The Register Citizen (Torrington, CT)
Teacher pipeline needs reboot
In recent years, there has been a drumbeat across the country about the teacher shortages impacting public education. In too many classrooms and public school districts, students lack access to enough highly effective and diverse teachers. Last year, there were more than 1,300 teacher vacancies across Connecticut. Sixty percent of them were within the 36 Alliance Districts, which educate a majority of the state’s underserved students.
But this is about more than staffing our classrooms. It’s about making sure every teacher is ready and supported to do their best work as soon as they enter the classroom.
We can and must do better at preparing our teachers and expanding access points for strong educators into our public schools. A bill currently before the legislature,HB 5436, An Act Concerning Educator Certification, seeks to make some much-needed improvements.
Imagine being the principal of a school that has lost its Kindergarten teacher. You have a trusted, highperforming teacher on staff who is available to meet those students’ needs, but, alas, that teacher’s endorsement only covers Grades 1-6. What do you do? Do you let her go so that you can try to hire someone as capable who is credentialed specifically for Kindergarten? Do you fill the classroom with a long-term substitute?
The bill before the legislature addresses obstacles and red tape like this through solutions that are steeped in years of conversations with school and system leaders, educators, parents, and researchers, fostered by real partnership with the State Department of Education. In this particular case, the bill broadens grade bands within various certification endorsements so teachers can meet more students’ needs.
There’s a lot more to be hopeful about in the bill, too. For instance, it reduces some costs and administrative hurdles for new teachers by removing a tier of certification that prolongs their journey to professional status, without compromising on quality. It also embraces high quality pathways and alternate routes to certification, specifically entry points into the profession for the paraeducators who already have years of in-school experience. This is an immediate step in the right direction from our vantage point.
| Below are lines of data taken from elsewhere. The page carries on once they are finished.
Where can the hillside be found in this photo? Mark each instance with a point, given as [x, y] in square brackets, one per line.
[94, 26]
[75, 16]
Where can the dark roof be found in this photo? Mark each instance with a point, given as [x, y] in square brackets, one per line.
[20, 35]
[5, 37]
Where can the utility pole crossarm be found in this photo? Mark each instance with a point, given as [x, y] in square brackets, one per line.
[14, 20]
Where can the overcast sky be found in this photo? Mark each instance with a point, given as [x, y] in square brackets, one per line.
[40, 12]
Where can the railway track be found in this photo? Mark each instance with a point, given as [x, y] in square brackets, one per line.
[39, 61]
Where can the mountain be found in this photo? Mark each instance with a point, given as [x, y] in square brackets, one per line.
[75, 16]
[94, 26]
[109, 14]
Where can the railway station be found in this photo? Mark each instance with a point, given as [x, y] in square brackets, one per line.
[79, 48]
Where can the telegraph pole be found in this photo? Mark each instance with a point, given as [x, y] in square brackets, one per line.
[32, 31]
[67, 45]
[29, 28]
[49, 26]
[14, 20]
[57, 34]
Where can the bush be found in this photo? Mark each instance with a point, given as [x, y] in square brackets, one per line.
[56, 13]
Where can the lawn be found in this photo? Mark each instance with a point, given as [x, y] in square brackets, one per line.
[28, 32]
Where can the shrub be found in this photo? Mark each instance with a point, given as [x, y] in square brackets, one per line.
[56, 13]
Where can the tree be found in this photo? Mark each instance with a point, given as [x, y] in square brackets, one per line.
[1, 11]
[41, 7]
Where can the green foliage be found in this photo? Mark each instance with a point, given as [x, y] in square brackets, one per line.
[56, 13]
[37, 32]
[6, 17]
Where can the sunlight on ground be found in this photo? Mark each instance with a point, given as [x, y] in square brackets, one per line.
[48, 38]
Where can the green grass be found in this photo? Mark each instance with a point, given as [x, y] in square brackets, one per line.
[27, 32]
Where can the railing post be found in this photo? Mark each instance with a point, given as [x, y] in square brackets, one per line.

But there are a couple of areas where additional work is needed. First, if adopted as introduced, the bill could leave Connecticut stuck in the past by failing to sunset many regulations that are antiquated and obsolete. When our regulations — which are decades old — are still talking about CD-ROMS, they’re due for an overhaul.
Let’s get rid of regulations that we all agree are outdated, cumbersome, and fail to support the state’s goal of preparing and recruiting effective, diverse educators. At the same time, set a clear deadline for developing a new, more nimble set of rules and guidelines that respond to the needs of today and tomorrow.
Second, with an eye toward quality, we need a clear process for ensuring that newly credentialed teachers are classroom-ready for our students. The state has made impressive strides to shed light on this issue this year, offering data on qualifying exams before teachers start their careers as indicators of teacher readiness. But monitoring preparation programs will also require us to look at data on teacher performance after they get into the classroom and over the course of their careers.
With so many partners at the table, we know HB 5436 can help us to get back on track.
Dr. Christine Carver is the superintendent of Bethel Public Schools. Jan Perruccio is the superintendent of Old Saybrook Public Schools and the 2023 Connecticut Superintendent of the Year. Dr. Cynthia Ritchie is the superintendent of New London Public Schools.